Luanda - Em Maio deste ano, o advogado Sérgio Raimundo afirmou que "quando um intelectual troca a sua dignidade por um prato de arroz com peixe frito, então, este país não tem futuro."


Fonte: José Luís Mendonça


Intelectuais diabéticos e sem dignidade

 

A composição “arroz com peixe frito”, numa análise sob o prisma da função poética da língua, remete-nos para dois horizontes.


Um, histórico, nos leva ao tempo do partido único e da estatização da economia. Com a escassez da produção nacional, os bares só vendiam cerveja a copo com uma senha obtida numa bicha e, por cada dois finos, o cliente tinha de comprar um prato de arroz com peixe frito.


O outro horizonte é actual e mostra-nos o nível da consciência individual e colectiva dos angolanos. O prato de arroz com peixe frito, que se acumulava sobre a mesa do bar, ao lado da bandeja de finos, praticamente não era consumido. A metonímia neste caso representa não propriamente a pobreza do menu, mas a pobreza do espírito humano afeito à corrupção política.


Está tudo muito bem, voltar a comer-se o arroz com peixe frito não resulta em decomposição da saúde. A maka toda é quando esse prato de operário estatizado é manjado pela classe intelectual. Melhor dito, quando muitos (porque não são todos, valha-nos Deus!) intelectuais angolanos se deixam vender por um preço tão irrisório. Poderão alguns contra-argumentar: mas, um cargo de deputado, ou de ministro, um salário na Sonangol não são propriamente arroz com peixe frito! A maka não está no preço da compra da consciência, mas no valor do produto vendido ao corruptor: o peixe-frito representa a anulação do valor da dignidade humana.
Porquê?


Como já disse um dia um dos maiores intelectuais angolanos, o nacionalista Mário Pinto de Andrade, “A vocação própria do intelectual é de situar os problemas essenciais que orientam os destinos do público do seu tempo. (…) Acontecimentos que se colocam no plano humano, social, ou político – três aspectos da cultura. Daí o sentimento de todos nós que manejamos uma pena.”

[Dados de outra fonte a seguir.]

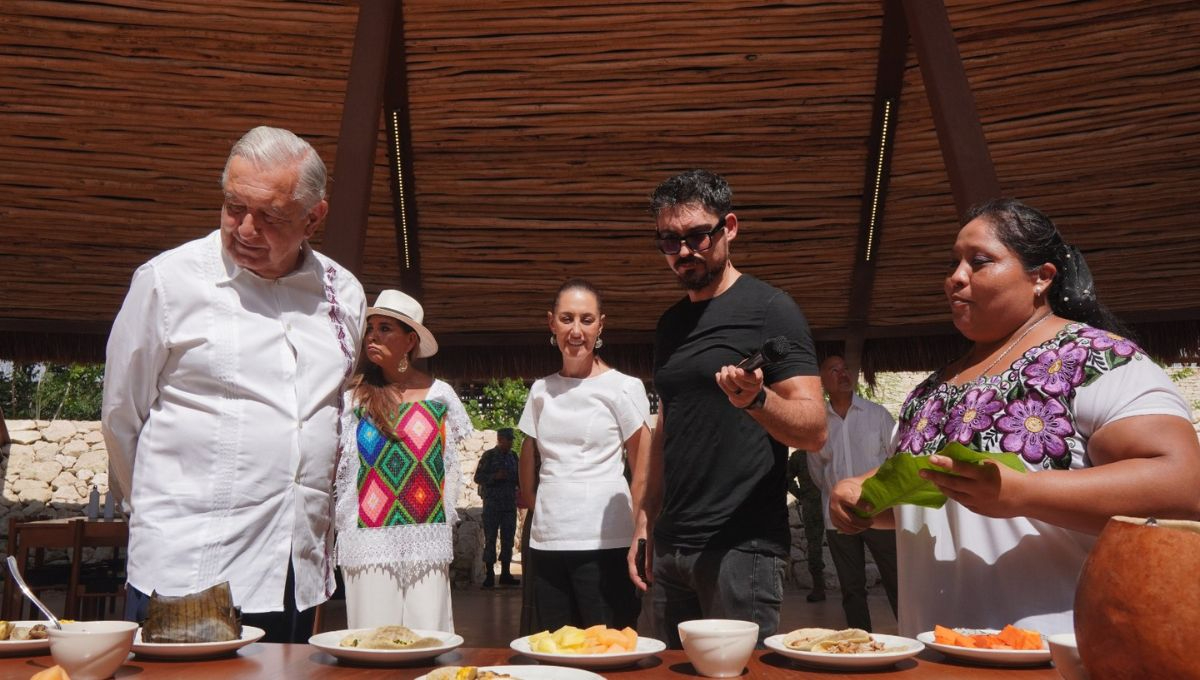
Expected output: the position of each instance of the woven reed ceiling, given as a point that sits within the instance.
(540, 127)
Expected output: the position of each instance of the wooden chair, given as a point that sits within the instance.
(31, 539)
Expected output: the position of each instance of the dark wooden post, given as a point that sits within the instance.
(346, 227)
(888, 85)
(959, 131)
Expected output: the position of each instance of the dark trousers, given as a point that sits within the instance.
(286, 626)
(814, 535)
(583, 588)
(715, 584)
(503, 522)
(850, 559)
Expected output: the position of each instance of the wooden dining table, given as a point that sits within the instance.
(303, 662)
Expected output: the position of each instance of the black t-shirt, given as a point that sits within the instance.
(725, 481)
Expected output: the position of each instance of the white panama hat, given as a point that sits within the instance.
(406, 310)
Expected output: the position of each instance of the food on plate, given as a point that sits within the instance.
(828, 641)
(1009, 638)
(208, 615)
(802, 639)
(9, 631)
(595, 639)
(388, 637)
(52, 673)
(466, 673)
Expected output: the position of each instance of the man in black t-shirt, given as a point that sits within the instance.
(711, 499)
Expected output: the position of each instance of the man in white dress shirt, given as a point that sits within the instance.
(222, 395)
(858, 437)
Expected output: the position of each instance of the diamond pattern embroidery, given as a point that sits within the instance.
(394, 465)
(371, 441)
(401, 475)
(375, 501)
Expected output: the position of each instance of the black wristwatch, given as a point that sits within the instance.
(759, 401)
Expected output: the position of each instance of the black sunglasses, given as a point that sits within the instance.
(697, 241)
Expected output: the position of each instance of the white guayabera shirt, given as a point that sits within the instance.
(222, 396)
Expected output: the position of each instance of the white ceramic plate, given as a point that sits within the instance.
(539, 673)
(18, 648)
(330, 642)
(646, 647)
(895, 649)
(195, 650)
(988, 656)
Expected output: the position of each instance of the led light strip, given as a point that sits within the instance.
(400, 185)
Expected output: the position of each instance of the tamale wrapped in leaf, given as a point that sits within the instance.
(208, 615)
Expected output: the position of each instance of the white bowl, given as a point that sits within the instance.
(718, 648)
(1065, 654)
(91, 650)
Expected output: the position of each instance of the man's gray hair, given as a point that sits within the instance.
(274, 146)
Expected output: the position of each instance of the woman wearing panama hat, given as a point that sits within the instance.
(397, 476)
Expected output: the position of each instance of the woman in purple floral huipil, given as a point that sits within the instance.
(1099, 427)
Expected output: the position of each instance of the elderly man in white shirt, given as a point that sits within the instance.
(222, 393)
(858, 437)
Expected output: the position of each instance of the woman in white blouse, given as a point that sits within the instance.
(397, 476)
(580, 423)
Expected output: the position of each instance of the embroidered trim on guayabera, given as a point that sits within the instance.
(401, 476)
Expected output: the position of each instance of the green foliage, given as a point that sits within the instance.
(898, 480)
(865, 391)
(1181, 373)
(501, 405)
(52, 391)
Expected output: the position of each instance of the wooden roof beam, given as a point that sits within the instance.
(354, 166)
(959, 131)
(400, 157)
(888, 85)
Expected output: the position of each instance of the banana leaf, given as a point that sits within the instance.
(898, 480)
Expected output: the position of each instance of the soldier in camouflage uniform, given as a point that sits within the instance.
(497, 479)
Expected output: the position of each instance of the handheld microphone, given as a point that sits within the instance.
(772, 350)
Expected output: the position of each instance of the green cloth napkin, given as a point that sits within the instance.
(898, 481)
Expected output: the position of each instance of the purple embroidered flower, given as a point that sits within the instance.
(1104, 340)
(1035, 427)
(1057, 371)
(972, 414)
(924, 427)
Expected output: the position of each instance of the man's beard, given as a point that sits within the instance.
(701, 278)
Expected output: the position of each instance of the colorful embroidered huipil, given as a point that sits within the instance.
(397, 495)
(401, 476)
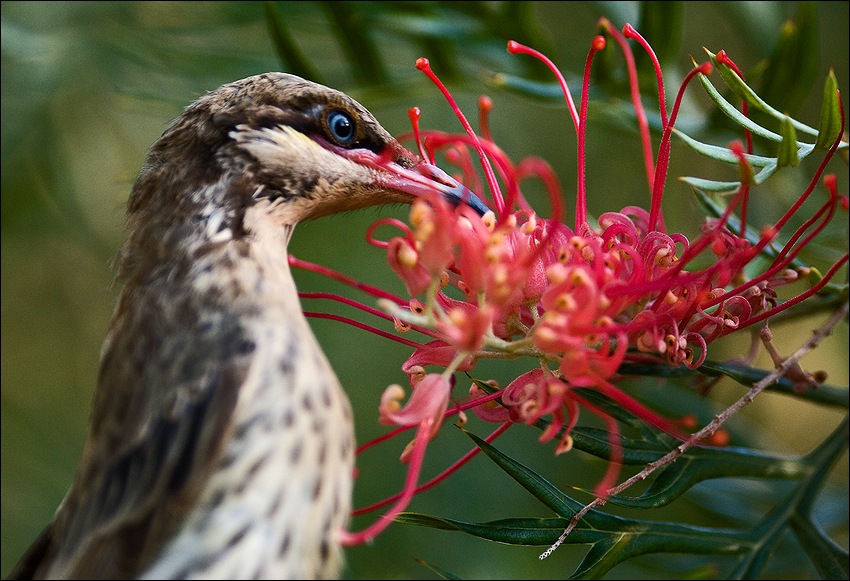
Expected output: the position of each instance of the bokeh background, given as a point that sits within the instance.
(88, 86)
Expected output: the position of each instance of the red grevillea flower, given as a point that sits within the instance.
(576, 301)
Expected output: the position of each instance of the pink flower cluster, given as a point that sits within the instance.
(578, 301)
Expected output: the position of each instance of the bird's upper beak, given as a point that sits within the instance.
(402, 171)
(421, 179)
(425, 180)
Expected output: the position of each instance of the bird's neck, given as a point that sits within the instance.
(285, 464)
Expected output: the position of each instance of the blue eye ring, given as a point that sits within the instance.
(340, 127)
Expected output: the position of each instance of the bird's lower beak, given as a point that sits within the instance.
(450, 189)
(426, 180)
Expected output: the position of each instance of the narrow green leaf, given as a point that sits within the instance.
(724, 154)
(440, 572)
(541, 488)
(830, 113)
(792, 67)
(787, 155)
(830, 560)
(745, 93)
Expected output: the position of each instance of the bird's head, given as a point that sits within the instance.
(299, 149)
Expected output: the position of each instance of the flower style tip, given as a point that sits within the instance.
(427, 403)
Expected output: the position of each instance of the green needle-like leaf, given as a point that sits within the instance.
(787, 155)
(830, 113)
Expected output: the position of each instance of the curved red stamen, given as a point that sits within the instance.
(637, 103)
(414, 113)
(423, 434)
(330, 273)
(364, 326)
(441, 476)
(516, 48)
(630, 32)
(664, 147)
(423, 65)
(581, 193)
(370, 231)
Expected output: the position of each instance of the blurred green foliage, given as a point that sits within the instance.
(87, 86)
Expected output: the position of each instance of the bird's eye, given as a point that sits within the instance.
(340, 127)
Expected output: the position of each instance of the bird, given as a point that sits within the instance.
(220, 441)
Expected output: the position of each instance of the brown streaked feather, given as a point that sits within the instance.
(208, 353)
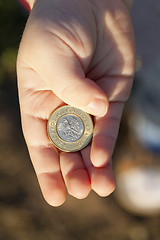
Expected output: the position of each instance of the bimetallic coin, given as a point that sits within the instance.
(70, 129)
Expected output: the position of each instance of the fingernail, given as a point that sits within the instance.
(98, 107)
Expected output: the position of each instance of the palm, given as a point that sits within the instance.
(110, 66)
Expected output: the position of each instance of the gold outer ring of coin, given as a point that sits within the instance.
(60, 143)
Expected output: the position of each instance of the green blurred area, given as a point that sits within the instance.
(12, 22)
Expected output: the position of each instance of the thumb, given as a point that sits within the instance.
(63, 72)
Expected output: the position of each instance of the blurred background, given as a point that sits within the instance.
(23, 212)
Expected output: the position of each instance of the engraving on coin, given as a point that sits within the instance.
(70, 129)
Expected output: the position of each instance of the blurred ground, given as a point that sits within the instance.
(23, 212)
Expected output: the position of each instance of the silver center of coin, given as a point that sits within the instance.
(70, 128)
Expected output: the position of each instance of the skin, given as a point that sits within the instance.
(79, 53)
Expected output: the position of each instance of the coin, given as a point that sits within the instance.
(70, 129)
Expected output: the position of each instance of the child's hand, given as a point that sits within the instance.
(80, 53)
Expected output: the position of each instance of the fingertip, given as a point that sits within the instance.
(53, 188)
(103, 181)
(101, 151)
(98, 107)
(78, 184)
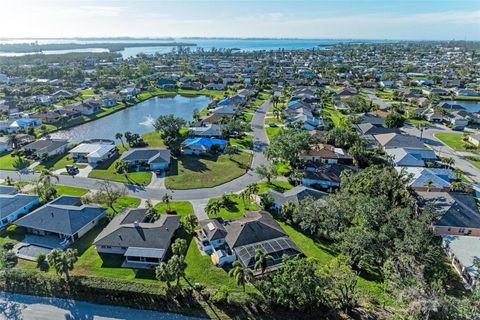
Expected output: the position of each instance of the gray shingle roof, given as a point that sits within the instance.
(63, 219)
(151, 155)
(127, 229)
(455, 209)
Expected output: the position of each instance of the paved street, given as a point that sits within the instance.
(260, 141)
(381, 103)
(444, 151)
(23, 307)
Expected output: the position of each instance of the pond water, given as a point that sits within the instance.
(136, 119)
(470, 106)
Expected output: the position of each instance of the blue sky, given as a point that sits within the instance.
(379, 19)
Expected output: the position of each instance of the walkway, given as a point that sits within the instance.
(16, 307)
(260, 141)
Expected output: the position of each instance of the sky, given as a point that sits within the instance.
(318, 19)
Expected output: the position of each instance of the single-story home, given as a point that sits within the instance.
(325, 176)
(93, 153)
(463, 251)
(396, 140)
(458, 212)
(408, 157)
(147, 158)
(47, 147)
(140, 241)
(13, 205)
(199, 145)
(429, 179)
(228, 241)
(65, 219)
(325, 153)
(294, 195)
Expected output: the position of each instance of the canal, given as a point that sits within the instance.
(136, 119)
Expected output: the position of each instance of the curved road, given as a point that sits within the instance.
(260, 141)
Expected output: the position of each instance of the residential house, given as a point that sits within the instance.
(197, 146)
(47, 147)
(429, 179)
(65, 219)
(326, 177)
(13, 205)
(294, 195)
(325, 153)
(408, 157)
(463, 251)
(93, 153)
(147, 158)
(396, 140)
(137, 239)
(237, 240)
(458, 212)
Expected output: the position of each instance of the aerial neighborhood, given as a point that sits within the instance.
(263, 180)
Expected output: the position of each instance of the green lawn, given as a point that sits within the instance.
(453, 140)
(474, 160)
(245, 142)
(71, 191)
(124, 202)
(335, 116)
(272, 131)
(153, 139)
(106, 171)
(183, 208)
(7, 162)
(191, 172)
(280, 186)
(57, 162)
(323, 252)
(237, 210)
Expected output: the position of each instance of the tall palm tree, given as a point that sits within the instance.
(166, 199)
(119, 136)
(46, 176)
(13, 141)
(63, 261)
(261, 260)
(213, 207)
(242, 275)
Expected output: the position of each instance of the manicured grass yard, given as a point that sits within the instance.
(191, 172)
(237, 210)
(272, 131)
(280, 186)
(475, 161)
(106, 171)
(244, 142)
(153, 139)
(71, 191)
(183, 208)
(7, 162)
(453, 140)
(58, 162)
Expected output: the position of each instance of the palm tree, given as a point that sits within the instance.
(151, 212)
(242, 275)
(63, 261)
(429, 184)
(288, 208)
(213, 207)
(13, 141)
(166, 199)
(46, 177)
(119, 136)
(261, 260)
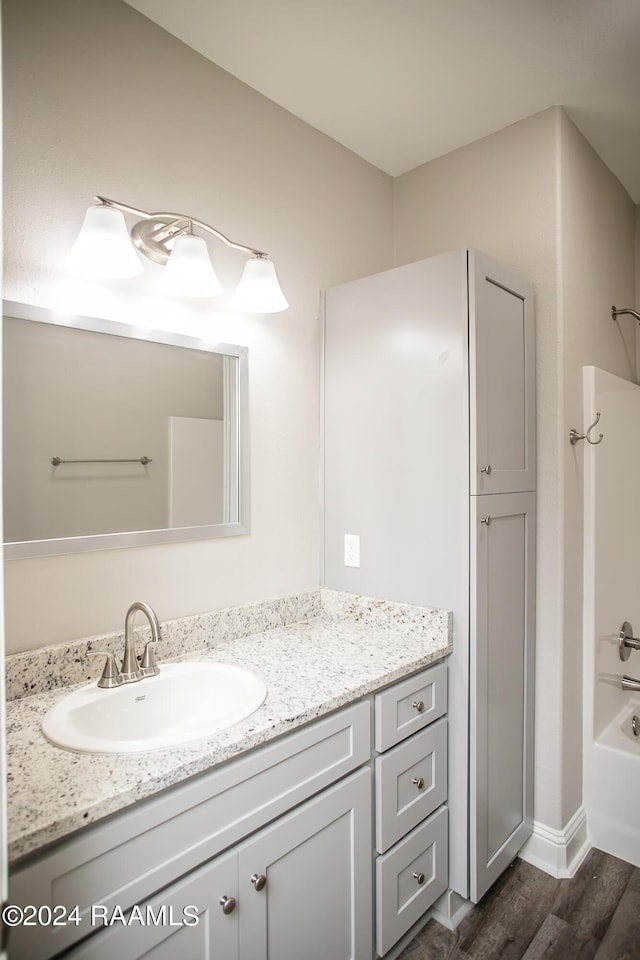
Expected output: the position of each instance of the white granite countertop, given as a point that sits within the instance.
(310, 668)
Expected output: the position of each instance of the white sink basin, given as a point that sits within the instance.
(184, 702)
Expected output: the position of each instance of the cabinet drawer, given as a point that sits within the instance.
(124, 860)
(409, 706)
(411, 781)
(401, 899)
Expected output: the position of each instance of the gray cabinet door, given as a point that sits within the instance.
(501, 688)
(502, 380)
(186, 920)
(316, 861)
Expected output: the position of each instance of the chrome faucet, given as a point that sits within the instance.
(130, 671)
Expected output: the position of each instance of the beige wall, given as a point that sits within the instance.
(536, 197)
(99, 100)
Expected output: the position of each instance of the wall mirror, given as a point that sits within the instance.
(118, 437)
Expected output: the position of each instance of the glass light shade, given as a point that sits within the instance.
(103, 249)
(188, 272)
(259, 290)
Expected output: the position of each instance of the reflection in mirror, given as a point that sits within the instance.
(118, 437)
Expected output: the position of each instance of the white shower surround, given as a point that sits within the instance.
(611, 595)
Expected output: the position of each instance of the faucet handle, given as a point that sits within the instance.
(110, 674)
(149, 667)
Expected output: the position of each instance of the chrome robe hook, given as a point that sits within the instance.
(574, 436)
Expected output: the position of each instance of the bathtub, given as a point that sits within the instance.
(611, 753)
(614, 761)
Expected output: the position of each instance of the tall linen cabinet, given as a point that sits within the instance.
(429, 459)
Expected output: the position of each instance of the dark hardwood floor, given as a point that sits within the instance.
(528, 915)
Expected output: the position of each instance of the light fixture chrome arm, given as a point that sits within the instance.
(103, 250)
(178, 218)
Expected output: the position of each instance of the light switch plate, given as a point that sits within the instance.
(351, 550)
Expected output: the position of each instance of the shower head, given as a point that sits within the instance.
(616, 313)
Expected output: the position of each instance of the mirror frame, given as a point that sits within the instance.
(21, 550)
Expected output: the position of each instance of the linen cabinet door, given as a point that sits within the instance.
(502, 380)
(501, 682)
(194, 919)
(305, 881)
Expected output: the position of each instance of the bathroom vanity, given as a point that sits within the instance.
(278, 850)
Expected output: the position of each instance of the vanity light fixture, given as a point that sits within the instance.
(104, 249)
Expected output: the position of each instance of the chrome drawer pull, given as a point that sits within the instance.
(228, 905)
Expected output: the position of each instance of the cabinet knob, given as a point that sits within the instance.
(228, 905)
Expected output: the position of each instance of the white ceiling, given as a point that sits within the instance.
(401, 82)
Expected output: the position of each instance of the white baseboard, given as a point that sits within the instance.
(558, 852)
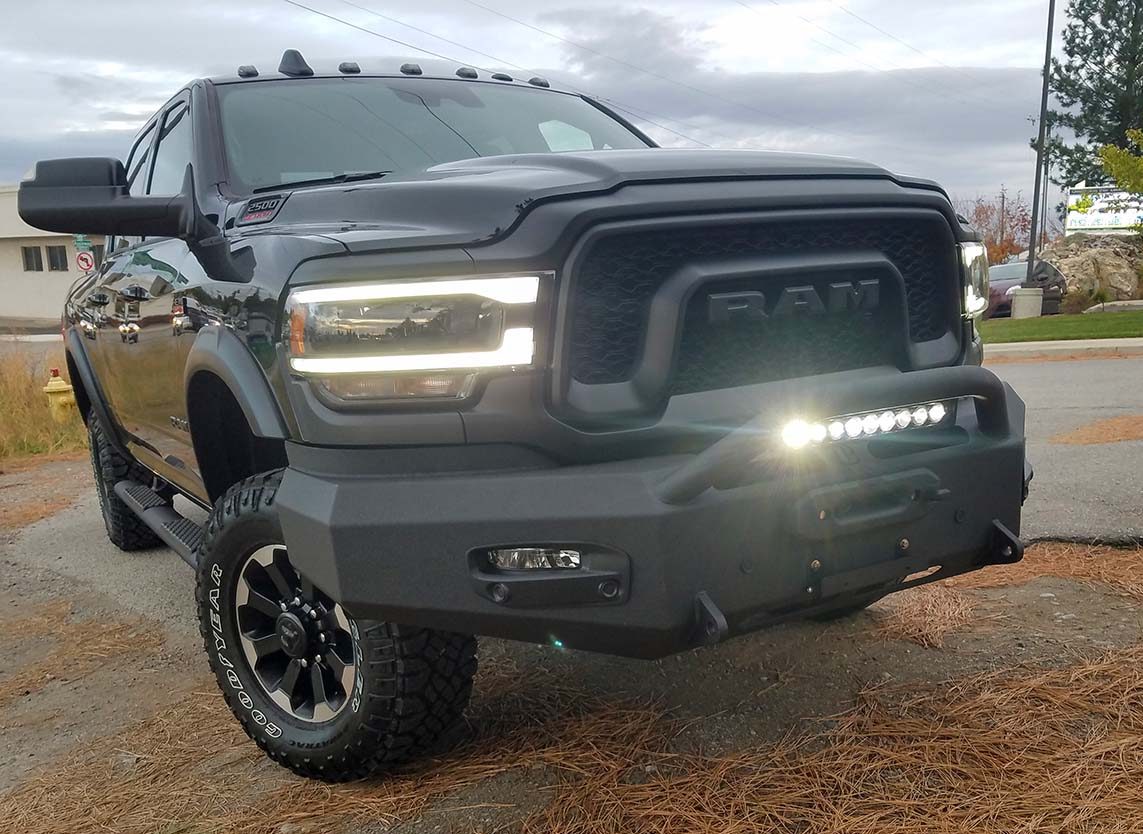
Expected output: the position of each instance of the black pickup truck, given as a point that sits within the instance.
(461, 354)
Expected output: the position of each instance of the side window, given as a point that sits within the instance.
(136, 176)
(137, 162)
(173, 153)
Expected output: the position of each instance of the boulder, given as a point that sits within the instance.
(1093, 262)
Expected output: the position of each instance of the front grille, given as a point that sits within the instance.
(618, 275)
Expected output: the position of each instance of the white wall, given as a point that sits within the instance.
(31, 295)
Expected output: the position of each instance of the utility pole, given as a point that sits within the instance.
(1041, 144)
(1004, 198)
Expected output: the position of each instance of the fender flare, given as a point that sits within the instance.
(221, 352)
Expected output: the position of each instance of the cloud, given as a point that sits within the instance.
(794, 75)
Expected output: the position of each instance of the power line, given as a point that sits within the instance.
(501, 61)
(908, 45)
(904, 80)
(456, 61)
(668, 79)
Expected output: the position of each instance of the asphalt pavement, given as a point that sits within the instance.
(1081, 491)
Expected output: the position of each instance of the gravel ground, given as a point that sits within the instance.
(738, 695)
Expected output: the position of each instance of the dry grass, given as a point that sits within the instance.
(924, 615)
(1119, 568)
(928, 614)
(1047, 752)
(191, 768)
(79, 648)
(1113, 430)
(25, 423)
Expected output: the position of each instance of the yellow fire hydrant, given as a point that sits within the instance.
(61, 398)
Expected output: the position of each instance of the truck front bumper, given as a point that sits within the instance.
(684, 550)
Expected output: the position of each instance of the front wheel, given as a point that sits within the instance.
(328, 696)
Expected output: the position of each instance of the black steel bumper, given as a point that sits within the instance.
(681, 550)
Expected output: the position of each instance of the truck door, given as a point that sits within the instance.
(154, 410)
(102, 311)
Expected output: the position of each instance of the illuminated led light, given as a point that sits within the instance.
(517, 347)
(796, 433)
(517, 289)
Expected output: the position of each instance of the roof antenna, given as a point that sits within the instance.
(294, 64)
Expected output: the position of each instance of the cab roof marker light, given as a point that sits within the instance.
(516, 349)
(518, 289)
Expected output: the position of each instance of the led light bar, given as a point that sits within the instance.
(516, 347)
(798, 433)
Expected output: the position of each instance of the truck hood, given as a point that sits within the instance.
(477, 200)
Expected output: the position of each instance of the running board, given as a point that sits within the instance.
(177, 531)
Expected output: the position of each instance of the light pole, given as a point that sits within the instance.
(1040, 145)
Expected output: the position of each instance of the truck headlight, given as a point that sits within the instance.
(974, 264)
(423, 338)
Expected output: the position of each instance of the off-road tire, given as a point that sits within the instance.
(412, 687)
(125, 529)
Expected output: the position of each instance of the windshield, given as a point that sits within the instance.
(277, 133)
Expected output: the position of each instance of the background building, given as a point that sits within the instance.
(36, 270)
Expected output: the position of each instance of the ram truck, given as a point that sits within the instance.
(442, 354)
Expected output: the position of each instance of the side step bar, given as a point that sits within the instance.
(177, 531)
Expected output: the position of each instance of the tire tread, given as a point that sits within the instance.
(420, 679)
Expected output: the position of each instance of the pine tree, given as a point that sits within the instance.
(1098, 85)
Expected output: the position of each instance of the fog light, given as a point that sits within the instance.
(796, 433)
(534, 559)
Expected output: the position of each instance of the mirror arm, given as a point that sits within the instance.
(207, 241)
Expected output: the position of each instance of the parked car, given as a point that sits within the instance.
(1005, 278)
(454, 354)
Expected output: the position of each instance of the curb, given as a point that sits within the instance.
(1023, 350)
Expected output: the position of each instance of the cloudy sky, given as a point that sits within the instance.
(925, 87)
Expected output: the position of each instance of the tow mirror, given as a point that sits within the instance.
(88, 195)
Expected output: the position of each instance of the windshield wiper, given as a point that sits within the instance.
(324, 181)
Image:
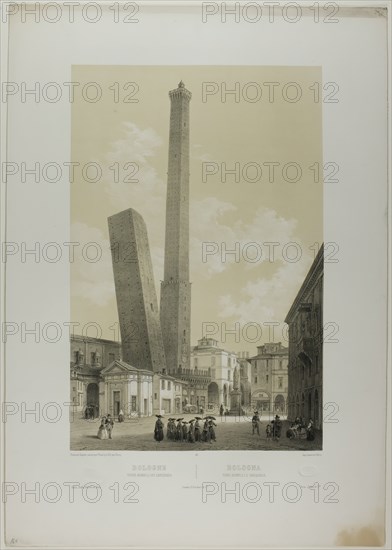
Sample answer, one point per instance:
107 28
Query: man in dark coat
158 430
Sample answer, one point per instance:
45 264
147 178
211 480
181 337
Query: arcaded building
269 378
305 373
220 364
103 383
141 337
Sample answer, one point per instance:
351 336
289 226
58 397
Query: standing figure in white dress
102 432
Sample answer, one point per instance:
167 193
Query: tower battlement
175 310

Já o xará do primeiro presidente do MPLA, o poeta brasileiro Mário de Andrade, se referiu, nos anos 30, ao “estado de consciência” do intelectual brasileiro. Este poeta brasileiro define o intelectual por meio de uma comparação que se tornará famosa: “O intelectual verdadeiro (…) sempre há de ser um homem revoltado e um revolucionário, pessimista, céptico e cínico: fora-da-lei.” Estando em discussão a função social do intelectual, Mário de Andrade considera que o intelectual deve pôr a sua liberdade e capacidade de reflexão a serviço da sociedade.


Chegados a este ponto da análise do fenómeno do peixe-fritismo na compra da dignidade do intelectual angolano, faltou ao advogado Sérgio Raimundo acrescentar a parte final da refeição: a gasosa.


Nos anos 80, nós pagávamos o arroz co peixe frito só para bebermos uns finos. Hoje em dia, vende-se a alma frita com arroz, não já para beber um fino, mas para encher a pança com gasosa (leia-se kumbu do Estado). Ora, como sabemos, a gasosa, bebida sem moderação, não causa embriaguez. Causa diabetes.


O que temos hoje aqui no país é uma colecção completa de intelectuais diabéticos que custam caro à Pátria, não só pelo consumo insaciável da gasosa, mas pelos cuidados que o açúcar no sangue exige do Estado. Neste contexto, como disse Sérgio Raimundo, “então, este país não tem futuro."


A menos que façam o resgate da sua dignidade.